What McKnight gets to is that our focusing youth events, retreats and programs on persuading people to make a decision disarms the gospel, distorts numbers and diminishes the significance of discipleship. His students back up his fears when they reveal that many of them came to faith in the heated moment of a decision-shaped, low lights, evocative music event, but also verbalized that many of their friends did too – and now they have nothing to do with following Jesus.

What McKnight is going to do in this book is pay close attention to the connection of gospel and evangelism and salvation and our methods of persuasion. His preference is working on incorporating “discipleship” into “evangelism” or “gospel”. This book is going to flesh out what the gospel is and what evangelism is – and perhaps most importantly, how to do evangelism in a way that leads beyond decisions to discipleship.

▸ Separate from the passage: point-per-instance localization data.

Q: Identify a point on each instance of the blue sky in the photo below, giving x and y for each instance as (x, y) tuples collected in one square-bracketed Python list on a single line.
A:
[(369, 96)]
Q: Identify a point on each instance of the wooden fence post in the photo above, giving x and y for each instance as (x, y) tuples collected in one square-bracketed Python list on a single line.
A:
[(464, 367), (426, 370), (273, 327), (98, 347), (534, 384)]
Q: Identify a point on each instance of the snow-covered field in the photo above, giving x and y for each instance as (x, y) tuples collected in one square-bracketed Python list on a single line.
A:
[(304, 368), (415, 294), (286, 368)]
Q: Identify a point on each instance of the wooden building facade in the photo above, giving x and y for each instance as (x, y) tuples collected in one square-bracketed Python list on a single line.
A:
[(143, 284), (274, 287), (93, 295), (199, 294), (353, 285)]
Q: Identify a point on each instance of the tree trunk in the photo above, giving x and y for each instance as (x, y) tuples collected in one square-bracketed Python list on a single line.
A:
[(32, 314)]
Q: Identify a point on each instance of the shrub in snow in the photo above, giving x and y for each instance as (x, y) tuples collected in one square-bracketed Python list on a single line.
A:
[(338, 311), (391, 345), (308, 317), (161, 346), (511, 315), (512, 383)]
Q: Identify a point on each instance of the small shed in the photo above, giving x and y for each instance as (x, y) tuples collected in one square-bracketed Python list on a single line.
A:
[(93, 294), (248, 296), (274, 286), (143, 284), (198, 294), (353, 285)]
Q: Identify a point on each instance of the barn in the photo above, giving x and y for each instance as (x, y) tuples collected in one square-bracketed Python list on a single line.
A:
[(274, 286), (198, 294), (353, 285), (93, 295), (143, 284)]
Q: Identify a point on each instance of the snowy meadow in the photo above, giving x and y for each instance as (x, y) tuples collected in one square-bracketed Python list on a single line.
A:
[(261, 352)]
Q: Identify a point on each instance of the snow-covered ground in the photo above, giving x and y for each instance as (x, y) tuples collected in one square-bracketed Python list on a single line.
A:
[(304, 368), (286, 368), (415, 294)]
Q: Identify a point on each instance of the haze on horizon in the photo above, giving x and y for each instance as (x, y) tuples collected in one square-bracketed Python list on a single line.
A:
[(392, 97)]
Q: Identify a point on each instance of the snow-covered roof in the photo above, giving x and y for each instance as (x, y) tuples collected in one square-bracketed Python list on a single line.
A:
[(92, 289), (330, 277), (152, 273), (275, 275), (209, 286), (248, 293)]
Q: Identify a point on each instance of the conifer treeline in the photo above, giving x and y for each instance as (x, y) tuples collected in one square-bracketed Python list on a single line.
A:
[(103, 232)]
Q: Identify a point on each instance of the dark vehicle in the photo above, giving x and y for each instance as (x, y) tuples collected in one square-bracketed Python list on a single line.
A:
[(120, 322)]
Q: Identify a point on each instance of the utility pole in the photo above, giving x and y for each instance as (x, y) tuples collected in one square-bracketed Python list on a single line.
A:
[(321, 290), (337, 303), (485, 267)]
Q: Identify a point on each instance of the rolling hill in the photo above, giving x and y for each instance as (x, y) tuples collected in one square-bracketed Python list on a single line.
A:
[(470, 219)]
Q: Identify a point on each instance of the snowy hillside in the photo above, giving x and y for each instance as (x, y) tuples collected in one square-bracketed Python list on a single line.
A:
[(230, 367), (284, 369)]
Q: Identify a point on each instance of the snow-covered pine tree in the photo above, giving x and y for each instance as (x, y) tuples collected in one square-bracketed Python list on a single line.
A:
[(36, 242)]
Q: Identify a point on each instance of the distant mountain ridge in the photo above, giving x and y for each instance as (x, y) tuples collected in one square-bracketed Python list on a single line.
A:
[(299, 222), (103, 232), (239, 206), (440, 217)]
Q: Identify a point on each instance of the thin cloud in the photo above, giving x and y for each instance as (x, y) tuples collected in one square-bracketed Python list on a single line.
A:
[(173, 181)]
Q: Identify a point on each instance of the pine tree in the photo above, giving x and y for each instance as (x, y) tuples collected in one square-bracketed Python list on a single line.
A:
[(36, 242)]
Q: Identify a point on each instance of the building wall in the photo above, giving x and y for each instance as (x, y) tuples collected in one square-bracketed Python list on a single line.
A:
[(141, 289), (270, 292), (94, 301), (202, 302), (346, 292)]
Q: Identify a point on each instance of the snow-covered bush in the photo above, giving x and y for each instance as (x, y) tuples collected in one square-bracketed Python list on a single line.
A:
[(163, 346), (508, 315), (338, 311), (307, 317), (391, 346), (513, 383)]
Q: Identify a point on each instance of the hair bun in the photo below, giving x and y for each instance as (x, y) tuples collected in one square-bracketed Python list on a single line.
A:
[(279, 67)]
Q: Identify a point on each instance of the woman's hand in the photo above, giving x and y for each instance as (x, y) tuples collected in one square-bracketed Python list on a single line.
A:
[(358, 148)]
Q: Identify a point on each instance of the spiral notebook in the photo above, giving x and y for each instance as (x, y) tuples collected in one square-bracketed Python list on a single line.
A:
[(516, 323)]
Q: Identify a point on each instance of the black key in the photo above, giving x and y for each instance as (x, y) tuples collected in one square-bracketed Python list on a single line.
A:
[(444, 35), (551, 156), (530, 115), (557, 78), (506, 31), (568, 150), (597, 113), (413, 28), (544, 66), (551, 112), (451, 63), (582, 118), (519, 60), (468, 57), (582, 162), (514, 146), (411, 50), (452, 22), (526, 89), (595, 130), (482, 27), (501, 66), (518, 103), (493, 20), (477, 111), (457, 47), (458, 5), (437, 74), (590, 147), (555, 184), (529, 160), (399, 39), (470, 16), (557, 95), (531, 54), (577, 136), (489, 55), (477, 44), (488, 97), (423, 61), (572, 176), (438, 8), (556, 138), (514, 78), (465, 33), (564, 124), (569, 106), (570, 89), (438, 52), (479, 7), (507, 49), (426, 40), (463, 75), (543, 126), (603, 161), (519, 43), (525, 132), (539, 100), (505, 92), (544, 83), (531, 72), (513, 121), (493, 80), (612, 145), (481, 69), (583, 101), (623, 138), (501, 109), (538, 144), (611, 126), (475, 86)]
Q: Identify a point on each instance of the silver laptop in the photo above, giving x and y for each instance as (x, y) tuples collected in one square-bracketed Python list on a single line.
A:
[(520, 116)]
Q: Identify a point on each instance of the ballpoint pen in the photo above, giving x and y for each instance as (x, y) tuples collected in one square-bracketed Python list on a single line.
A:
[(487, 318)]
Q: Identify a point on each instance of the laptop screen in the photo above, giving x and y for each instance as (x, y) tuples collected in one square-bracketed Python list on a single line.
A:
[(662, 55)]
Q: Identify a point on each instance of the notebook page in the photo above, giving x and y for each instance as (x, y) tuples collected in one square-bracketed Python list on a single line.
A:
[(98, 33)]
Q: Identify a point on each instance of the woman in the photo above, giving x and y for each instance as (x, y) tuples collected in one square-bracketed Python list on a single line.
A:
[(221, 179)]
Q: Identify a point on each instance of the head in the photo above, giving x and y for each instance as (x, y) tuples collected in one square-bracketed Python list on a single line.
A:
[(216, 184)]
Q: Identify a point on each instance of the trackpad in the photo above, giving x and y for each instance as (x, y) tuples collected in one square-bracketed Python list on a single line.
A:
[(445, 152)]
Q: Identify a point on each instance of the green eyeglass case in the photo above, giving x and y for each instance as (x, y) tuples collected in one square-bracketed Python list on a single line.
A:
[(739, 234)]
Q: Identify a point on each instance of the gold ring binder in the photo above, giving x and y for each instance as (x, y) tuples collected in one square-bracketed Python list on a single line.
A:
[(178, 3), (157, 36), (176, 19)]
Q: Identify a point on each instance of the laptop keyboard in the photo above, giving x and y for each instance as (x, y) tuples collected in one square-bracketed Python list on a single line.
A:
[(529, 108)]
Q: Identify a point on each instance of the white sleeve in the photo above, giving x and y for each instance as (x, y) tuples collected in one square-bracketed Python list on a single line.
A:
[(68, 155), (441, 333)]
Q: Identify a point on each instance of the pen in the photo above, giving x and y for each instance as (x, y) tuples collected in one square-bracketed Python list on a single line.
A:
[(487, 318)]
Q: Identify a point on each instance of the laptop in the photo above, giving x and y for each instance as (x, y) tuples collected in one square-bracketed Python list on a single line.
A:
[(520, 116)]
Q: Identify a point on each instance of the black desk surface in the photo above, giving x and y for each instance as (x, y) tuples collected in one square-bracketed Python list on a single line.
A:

Chapter one - The Big Question

What is the gospel? In the ancient world it was used for declaring good news about something (like a wedding or the emperor’s birthday). (Aside, I wish he would have spent a little more time defining the term gospel, where it came from and how it was used in the Greco-Roman world). Scot thinks we’ve got the gospel wrong or at least our current understanding is only a pale reflection of the gospel of Jesus and the apostles. Our current gospel isn’t biblical enough.

Three Exhibits

We are in need of going back to the Bible to ask this question all over again – as if for the first time, as if we were in Galilee listening to Jesus ourselves, or as if we were the first listeners to the apostles’ gospel in some small house church in the Roman Empire. McKnight thinks we may be shocked by what we find.

Exhibit A – this comes from an email from a student who wants to know what is good news about the fact that Jesus is the Messiah, the descendant of David. For this emailer, the word gospel is almost entirely about personal salvation. It is entirely divorced from Jesus within his own story.

Exhibit B – John Piper’s address “Did Jesus Preach Paul’s Gospel?” Piper says yes, because Jesus spoke (in one place) about justification by faith. Piper (and many or the new reformers) assume that justification is the gospel. Piper and his followers have defined the gospel in a short formula “justification by faith.” But did the apostles define the gospels this way?

Exhibit C – Another pastor that Scot has a discussion with claims agrees that the gospel is “justification by faith.” Scot asks, “Did Jesus preach the gospel?” This pastor shocks Scot with his answer. No, the pastor replies, he couldn’t have. No one could have understood the gospel until Paul and until after the cross, resurrection and Pentecost. For this pastor, the word “gospel” means “justification by faith,” and since Jesus didn’t talk in those terms, he flat out didn’t preach the gospel.

Scot feels that the word “gospel” has been hijacked in a way that it no longer means in our world what it originally meant to either Jesus or the apostles. For most American Christians, the gospel is about getting my sins forgiven so I can go to heaven when I die. Scot quotes Dallas Willard several times in this boo and his quote on the “gospel” in our culture; it is “sin management”, not transformation and discipleship.